-
Notifications
You must be signed in to change notification settings - Fork 7
Data Input Files
The following image is obviously a whiteboard photo. It was from a discussion about some experiences, observations, and proposals with respect to using dataframes representing the full initial agent state as LASER model inputs.
The top section attempts to capture Jonathan's approach in which the LASER model ingests a pre-created dataframe of agents: N agents, each of which have some small number of properties, each of which have a certain value at each timestep, including at t=0. In fact, both models do this. In Jonathan's model, the task of turning parameters into a model population state dataframe is treated as a separate, explicit pre-processing step. In Christopher's version, it's more implicit in the case of a Synthetic Population. In Jonathan's model, which uses a EULA-ified cohort, the input model is split into the modeled agents and the "massively compressed EULA agents". So two files really.

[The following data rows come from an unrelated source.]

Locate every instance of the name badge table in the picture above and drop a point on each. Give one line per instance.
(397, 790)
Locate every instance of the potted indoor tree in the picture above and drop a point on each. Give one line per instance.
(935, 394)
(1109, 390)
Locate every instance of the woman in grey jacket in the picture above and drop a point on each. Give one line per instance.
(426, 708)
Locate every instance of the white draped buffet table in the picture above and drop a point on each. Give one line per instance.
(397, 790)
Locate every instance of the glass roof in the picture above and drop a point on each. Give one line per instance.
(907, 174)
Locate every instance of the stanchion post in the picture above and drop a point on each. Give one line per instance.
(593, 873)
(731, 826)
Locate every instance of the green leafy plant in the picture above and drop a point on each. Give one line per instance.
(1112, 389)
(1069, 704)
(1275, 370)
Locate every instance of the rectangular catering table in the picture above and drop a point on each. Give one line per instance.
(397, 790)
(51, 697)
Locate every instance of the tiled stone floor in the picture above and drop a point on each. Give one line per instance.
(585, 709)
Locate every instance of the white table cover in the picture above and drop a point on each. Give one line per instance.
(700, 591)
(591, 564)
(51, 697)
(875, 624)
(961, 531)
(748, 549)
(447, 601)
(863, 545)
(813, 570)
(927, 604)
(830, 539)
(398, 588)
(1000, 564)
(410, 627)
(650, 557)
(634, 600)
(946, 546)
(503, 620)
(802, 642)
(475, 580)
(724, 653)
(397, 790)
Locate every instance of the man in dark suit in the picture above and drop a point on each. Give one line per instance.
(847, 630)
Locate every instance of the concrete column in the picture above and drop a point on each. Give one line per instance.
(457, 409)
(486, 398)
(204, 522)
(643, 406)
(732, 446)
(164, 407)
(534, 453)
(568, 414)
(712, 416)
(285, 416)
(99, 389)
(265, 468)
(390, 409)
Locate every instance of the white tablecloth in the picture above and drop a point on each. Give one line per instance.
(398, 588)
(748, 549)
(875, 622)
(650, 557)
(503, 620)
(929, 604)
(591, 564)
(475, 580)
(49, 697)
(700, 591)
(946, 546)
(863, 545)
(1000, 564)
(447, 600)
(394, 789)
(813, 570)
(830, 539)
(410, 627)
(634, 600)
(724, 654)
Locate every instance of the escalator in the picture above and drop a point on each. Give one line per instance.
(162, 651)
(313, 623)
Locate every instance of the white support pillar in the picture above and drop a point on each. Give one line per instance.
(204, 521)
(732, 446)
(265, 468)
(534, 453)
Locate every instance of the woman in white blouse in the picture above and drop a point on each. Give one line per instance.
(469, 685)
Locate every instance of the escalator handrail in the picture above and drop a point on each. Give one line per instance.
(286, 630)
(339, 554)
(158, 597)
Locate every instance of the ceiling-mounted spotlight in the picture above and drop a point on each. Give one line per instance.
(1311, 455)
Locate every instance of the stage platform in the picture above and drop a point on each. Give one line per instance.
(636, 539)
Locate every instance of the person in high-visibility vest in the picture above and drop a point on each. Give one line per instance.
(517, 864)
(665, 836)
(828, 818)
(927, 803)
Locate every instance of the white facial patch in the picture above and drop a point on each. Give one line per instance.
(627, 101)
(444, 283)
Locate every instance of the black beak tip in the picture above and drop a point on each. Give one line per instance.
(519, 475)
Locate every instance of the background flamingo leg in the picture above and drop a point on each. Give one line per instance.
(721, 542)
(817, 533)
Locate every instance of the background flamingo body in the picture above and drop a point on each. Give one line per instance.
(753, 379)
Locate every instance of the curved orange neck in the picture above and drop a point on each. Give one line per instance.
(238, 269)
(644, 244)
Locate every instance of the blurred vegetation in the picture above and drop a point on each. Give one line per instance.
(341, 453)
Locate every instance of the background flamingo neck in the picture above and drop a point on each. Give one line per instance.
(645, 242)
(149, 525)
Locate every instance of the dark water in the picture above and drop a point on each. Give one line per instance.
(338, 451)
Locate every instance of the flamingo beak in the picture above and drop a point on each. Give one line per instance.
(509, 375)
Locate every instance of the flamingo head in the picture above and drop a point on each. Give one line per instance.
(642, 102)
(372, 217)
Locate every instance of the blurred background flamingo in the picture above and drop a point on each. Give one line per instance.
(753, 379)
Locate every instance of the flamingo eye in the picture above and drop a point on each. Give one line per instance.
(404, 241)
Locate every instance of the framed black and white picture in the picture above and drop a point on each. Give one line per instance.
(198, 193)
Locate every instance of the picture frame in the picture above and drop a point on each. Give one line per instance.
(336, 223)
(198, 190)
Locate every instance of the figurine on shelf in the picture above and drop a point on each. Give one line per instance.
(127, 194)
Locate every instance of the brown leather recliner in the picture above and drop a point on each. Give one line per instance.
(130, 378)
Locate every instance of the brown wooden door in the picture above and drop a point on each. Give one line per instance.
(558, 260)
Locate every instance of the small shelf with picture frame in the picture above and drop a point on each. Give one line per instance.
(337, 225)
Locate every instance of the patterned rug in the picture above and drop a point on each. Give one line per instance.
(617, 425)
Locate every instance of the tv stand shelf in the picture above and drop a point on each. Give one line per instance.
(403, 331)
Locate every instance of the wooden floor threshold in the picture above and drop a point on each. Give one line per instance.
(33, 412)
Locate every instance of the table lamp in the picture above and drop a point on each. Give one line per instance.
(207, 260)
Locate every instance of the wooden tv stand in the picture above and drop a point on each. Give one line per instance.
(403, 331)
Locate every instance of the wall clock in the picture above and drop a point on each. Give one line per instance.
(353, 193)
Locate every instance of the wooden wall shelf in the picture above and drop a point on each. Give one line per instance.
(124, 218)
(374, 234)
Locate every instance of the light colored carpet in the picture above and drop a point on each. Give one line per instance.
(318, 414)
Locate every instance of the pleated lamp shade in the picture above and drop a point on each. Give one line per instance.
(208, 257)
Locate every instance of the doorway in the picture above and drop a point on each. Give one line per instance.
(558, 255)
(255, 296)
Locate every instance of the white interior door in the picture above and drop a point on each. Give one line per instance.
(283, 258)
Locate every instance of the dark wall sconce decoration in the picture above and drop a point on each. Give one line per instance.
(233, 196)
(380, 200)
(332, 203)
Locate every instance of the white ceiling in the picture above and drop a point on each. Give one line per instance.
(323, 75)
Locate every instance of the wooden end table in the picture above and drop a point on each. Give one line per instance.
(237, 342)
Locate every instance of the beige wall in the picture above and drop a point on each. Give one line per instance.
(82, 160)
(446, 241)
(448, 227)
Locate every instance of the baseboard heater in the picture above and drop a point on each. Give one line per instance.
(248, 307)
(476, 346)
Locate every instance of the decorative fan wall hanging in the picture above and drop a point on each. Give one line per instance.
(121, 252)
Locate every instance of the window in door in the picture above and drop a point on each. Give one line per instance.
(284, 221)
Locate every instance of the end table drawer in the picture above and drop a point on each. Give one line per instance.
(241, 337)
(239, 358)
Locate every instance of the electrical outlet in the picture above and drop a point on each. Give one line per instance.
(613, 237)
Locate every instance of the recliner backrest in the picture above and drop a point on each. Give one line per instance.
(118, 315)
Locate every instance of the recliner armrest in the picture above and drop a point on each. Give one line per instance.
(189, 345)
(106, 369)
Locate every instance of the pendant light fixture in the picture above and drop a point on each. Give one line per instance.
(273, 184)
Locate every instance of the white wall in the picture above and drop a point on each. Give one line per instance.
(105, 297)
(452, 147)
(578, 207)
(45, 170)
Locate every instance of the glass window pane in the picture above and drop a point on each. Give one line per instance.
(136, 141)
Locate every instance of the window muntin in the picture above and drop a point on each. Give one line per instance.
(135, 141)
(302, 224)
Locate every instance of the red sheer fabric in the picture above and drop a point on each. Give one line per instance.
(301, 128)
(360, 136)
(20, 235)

Note that there are at least 2 and probably 3 types of input populations we want to support:
- Synthetic Populations
Synth-Pops are, as they sound, entirely made up populations with varying levels of fidelity to real world detail. In the most extreme, it's a population of N agents in a single node, with no defined age or sex or any other realistic demographics properties. Or the agents can be spread mathematically across M nodes. It is desirable to be able to do this by just setting a few parameters. And if the population does need some formulaic (non-data-driven) age structure, and expected lifespan, it can be nice if that can be done with parameters or code.
- Real World Populations (esp England & Wales, and Northern Nigeria right now)
These are populations of agents matching to some input datasets representing a real place in space and time. In this case we almost certainly do want a full dataframe of agents with properties as our model input.
- Serialized Model State Populations or Serialized Population Files (SPFs)
It can often be desirable to save the population state in the "middle" of a simulation, and use that output file as an input file to a subsequent simulation. If that literal output file can be used as a literal input file, that is a very robust design capability.
This is also represented to some degree in this diagram:
One of the points I'd like to emphasize is that "modeled population as dataframe-on-disk" is explicit in 2 and 3 and implicit in 1. Except that in 1 it doesn't have to be on-disk, it can be in memory. So the "Synthetic Population with a few parameters and no files" is really a special case. We do want to support it and make it easy but from a software point of view, the less bespoke it can be the better. My proposal here is that the model itself always ingest population dataframes, and we just have 2 or 3 input pipelines (pre-processing) ways of doing that:
- Load literal population from file-on-disk;
- Create in-memory dataframe from parameters and code.